Congressional Democrats know virtually nothing about how the Bush administration has been eavesdropping on our conversations because the administration refused to tell them and they passively accepted this state of affairs.

Unfortunately, you 57 are not the only Democrats at fault for enabling these unconstitutional abuses. Party leaders bear responsibility for not playing hardball. For not using every technique and every bit of clout at their command to at least attempt to block amendments like this atrocity from becoming law. You leaders don’t have to explain about the paper-thin majority. You don’t have point out that it’s important to choose your fights. Understood. But this isn’t about corn subsidies, or earmarks or resolutions establishing Soap Carvers of America Day. Constitutional protections are at stake. Most people won’t blame you for losing if you put up a good fight. But how can you expect to avoid blame when you don’t?

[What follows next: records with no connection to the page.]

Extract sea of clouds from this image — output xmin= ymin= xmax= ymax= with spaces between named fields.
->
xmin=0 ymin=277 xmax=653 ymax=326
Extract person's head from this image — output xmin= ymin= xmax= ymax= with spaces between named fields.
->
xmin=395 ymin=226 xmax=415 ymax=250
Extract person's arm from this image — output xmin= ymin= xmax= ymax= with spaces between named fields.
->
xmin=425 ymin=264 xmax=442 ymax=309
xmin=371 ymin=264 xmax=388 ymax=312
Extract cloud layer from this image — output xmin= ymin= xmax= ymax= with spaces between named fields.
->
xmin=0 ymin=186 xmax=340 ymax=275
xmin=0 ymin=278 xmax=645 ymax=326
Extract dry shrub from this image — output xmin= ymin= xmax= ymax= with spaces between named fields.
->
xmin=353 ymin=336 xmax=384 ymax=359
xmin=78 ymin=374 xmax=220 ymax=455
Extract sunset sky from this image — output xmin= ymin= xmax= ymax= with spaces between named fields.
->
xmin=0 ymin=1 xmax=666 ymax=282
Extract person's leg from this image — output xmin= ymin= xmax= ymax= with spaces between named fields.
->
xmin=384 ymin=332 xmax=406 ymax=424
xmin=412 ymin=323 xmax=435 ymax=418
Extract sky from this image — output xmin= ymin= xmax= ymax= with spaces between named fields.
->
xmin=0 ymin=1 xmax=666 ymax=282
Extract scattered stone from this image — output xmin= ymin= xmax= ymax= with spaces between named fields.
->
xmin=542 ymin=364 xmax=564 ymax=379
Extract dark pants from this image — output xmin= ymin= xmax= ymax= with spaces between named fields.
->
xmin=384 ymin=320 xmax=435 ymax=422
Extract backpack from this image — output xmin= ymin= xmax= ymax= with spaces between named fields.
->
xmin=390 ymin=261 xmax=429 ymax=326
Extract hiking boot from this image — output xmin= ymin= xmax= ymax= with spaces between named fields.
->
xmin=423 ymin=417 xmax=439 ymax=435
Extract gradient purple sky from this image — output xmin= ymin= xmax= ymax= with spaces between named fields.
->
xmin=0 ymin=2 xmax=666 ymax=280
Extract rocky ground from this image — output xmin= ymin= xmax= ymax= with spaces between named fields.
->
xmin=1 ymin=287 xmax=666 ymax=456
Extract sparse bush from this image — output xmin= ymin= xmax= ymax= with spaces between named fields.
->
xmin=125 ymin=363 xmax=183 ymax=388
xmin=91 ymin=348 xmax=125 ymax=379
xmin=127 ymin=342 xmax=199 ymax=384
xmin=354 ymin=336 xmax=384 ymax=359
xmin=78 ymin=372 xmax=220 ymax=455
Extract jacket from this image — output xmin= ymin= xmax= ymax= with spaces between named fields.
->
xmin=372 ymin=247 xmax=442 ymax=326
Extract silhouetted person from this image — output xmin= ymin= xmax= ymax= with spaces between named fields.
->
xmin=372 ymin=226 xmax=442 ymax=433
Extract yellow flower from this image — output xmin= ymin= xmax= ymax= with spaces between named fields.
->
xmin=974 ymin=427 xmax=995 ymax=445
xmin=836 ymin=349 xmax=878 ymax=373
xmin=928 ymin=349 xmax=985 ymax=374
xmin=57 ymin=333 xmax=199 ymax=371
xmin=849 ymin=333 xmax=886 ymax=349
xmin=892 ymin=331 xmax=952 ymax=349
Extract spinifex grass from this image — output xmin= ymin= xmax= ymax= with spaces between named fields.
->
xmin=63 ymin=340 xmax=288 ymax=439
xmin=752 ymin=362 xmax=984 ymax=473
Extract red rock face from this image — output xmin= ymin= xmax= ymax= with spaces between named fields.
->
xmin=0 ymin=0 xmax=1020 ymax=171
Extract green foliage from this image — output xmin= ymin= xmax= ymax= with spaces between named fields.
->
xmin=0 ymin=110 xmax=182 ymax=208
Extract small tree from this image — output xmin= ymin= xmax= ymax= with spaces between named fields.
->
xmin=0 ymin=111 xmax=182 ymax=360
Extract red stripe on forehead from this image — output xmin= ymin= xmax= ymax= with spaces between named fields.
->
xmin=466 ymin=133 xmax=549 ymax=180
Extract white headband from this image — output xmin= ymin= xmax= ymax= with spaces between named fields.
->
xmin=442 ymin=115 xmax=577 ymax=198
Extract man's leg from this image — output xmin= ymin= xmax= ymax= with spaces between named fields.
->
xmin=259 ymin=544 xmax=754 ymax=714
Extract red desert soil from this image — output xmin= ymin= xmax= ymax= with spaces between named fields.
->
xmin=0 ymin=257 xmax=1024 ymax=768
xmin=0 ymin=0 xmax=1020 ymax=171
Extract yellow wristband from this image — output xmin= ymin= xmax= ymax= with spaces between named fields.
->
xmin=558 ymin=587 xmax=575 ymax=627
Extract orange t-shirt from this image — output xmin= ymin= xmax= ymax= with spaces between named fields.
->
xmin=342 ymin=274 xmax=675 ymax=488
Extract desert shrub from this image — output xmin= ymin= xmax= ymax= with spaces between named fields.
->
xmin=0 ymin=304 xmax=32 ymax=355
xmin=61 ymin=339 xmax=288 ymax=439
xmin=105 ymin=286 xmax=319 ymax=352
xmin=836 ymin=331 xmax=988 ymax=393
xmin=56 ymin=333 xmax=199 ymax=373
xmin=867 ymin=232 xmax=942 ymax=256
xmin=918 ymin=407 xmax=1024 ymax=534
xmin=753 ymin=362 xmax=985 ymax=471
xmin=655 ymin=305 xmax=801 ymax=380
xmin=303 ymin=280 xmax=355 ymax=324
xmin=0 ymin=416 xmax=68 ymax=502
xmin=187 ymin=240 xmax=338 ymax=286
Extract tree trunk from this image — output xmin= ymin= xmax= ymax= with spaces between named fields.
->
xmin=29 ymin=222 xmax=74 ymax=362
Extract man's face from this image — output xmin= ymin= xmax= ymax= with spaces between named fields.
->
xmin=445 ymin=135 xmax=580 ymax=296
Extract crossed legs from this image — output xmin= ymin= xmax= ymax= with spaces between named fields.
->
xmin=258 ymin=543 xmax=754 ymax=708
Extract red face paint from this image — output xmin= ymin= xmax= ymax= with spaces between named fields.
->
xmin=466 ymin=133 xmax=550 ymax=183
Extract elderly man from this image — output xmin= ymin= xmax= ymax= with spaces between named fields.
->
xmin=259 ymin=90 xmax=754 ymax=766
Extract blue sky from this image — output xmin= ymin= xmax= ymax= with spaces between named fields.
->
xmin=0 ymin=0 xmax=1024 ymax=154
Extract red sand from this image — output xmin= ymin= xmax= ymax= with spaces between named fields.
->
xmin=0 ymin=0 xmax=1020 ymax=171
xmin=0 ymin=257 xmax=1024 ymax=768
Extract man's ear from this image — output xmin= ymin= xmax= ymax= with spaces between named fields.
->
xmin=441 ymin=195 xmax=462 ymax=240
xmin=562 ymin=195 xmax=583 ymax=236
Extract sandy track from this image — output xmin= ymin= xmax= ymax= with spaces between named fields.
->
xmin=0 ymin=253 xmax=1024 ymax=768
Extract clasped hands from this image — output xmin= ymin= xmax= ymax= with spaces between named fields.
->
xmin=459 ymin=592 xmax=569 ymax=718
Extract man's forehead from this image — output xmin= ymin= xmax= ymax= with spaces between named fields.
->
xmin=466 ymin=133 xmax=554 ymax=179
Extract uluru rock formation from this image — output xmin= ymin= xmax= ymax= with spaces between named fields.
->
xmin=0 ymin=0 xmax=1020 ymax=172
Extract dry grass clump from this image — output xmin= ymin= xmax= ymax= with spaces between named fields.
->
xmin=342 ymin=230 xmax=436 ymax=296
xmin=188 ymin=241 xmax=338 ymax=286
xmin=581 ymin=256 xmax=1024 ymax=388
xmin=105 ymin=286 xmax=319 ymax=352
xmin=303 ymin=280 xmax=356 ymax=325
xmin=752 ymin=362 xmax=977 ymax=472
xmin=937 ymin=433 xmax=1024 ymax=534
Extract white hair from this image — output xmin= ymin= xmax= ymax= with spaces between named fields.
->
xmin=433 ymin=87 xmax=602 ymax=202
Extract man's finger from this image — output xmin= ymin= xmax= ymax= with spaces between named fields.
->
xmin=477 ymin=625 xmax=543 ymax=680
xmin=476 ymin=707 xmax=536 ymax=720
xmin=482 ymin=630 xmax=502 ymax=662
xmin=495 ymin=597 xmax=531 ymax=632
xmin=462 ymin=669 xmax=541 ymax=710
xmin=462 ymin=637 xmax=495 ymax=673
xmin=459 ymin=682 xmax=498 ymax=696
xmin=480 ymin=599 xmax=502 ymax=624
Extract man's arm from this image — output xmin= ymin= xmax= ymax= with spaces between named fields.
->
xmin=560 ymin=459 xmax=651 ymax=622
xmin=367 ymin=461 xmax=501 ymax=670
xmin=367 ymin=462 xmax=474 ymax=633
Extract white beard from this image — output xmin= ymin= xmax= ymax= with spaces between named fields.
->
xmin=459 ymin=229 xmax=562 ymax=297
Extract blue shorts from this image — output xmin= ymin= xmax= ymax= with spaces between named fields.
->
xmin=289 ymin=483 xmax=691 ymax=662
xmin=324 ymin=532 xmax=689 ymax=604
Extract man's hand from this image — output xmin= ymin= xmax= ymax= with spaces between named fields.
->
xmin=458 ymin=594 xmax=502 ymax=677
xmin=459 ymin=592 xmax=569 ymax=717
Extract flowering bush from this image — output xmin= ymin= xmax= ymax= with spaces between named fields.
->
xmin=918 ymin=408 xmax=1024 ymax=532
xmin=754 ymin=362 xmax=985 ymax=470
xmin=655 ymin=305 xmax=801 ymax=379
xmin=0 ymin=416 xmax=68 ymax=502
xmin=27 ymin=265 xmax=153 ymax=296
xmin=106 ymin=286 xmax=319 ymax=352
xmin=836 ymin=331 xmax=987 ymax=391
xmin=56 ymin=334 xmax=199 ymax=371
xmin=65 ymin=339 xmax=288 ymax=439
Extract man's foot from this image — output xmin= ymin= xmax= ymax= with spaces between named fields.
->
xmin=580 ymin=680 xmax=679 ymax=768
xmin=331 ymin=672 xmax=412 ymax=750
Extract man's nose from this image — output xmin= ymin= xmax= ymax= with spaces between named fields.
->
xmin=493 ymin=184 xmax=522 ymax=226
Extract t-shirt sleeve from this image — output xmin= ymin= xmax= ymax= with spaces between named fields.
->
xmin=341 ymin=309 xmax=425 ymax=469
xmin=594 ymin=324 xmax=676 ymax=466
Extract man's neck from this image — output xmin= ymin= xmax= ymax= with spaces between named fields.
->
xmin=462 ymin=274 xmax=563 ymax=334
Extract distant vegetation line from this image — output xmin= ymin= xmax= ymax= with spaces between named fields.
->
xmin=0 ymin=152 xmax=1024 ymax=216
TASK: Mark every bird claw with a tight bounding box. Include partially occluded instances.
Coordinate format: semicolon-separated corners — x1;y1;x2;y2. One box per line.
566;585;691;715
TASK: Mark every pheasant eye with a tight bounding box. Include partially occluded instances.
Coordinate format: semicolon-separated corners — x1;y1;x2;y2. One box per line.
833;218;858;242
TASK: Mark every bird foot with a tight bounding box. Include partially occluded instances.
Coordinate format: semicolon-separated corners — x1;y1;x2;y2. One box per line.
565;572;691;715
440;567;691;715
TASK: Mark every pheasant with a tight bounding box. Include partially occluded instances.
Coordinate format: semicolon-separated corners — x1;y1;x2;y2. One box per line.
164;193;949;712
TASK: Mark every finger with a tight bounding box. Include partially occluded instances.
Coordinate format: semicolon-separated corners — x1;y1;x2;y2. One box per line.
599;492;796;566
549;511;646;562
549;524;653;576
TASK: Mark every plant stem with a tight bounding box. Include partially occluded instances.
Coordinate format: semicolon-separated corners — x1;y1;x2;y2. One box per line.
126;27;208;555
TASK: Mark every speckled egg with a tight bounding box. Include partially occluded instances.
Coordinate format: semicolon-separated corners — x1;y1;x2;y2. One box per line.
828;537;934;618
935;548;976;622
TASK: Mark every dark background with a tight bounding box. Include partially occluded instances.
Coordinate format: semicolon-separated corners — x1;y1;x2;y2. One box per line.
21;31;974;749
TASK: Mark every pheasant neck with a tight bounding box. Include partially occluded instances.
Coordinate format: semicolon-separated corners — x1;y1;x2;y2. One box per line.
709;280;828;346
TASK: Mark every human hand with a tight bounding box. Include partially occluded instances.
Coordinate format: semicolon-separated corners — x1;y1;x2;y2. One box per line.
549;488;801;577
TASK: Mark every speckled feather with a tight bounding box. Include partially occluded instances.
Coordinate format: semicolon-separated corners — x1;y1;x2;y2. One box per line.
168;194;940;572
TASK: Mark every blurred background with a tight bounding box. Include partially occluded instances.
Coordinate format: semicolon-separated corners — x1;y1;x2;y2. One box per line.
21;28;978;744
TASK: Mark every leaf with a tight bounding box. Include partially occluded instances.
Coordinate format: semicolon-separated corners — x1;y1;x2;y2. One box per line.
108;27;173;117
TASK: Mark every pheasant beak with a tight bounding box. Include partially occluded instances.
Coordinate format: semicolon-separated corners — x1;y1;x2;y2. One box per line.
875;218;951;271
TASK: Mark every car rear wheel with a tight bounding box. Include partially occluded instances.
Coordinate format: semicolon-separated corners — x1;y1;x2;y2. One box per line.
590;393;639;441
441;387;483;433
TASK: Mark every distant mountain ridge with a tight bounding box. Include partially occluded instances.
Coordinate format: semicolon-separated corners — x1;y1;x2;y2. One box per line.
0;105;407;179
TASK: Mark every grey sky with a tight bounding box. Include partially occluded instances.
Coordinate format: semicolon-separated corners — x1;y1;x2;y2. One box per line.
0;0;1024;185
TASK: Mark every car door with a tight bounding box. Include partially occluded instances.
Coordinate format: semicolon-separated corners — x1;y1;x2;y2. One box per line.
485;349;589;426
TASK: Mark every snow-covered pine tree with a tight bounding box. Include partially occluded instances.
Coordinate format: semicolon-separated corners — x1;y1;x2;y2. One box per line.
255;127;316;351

The Church Committee noted in 1976:

This Committee has examined a realm of governmental information collection which has not been governed by restraints comparable to those in criminal proceedings. We have examined the collection of intelligence about the political advocacy and actions and the private lives of American citizens. That information has been used covertly to discredit the ideas advocated and to "neutralize" the actions of their proponents. As Attorney General Harlan Fiske Stone warned in 1924, when he sought to keep federal agencies from investigating "political or other opinions" as opposed to "conduct . . . forbidden by the laws":

When a police system passes beyond these limits, it is dangerous to the proper administration of justice and to human liberty, which it should be our first concern to cherish.

... There is always a possibility that a secret police may become a menace to free government and free institutions because it carries with it the possibility of abuses of power which are not always quickly apprehended or understood.

Our investigation has confirmed that warning. We have seen segments of our Government, in their attitudes and action, adopt tactics unworthy of a democracy, and occasionally reminiscent of the tactics of totalitarian regimes. We have seen a consistent pattern in which programs initiated with limited goals, such as preventing criminal violence or identifying foreign spies, were expanded to what witnesses characterized as "vacuum cleaners"," sweeping in information about lawful activities of American citizens.

The tendency of intelligence activities to expand beyond their initial scope is a theme which runs through every aspect of our investigative findings. Intelligence collection programs naturally generate ever-increasing demands for new data. And once intelligence has been collected, there are strong pressures to use it against the target.

There comes a time when giving in to the demolition of constitutional protections can no longer be considered a matter of being weak or unthinking. Rather it must be considered complicity.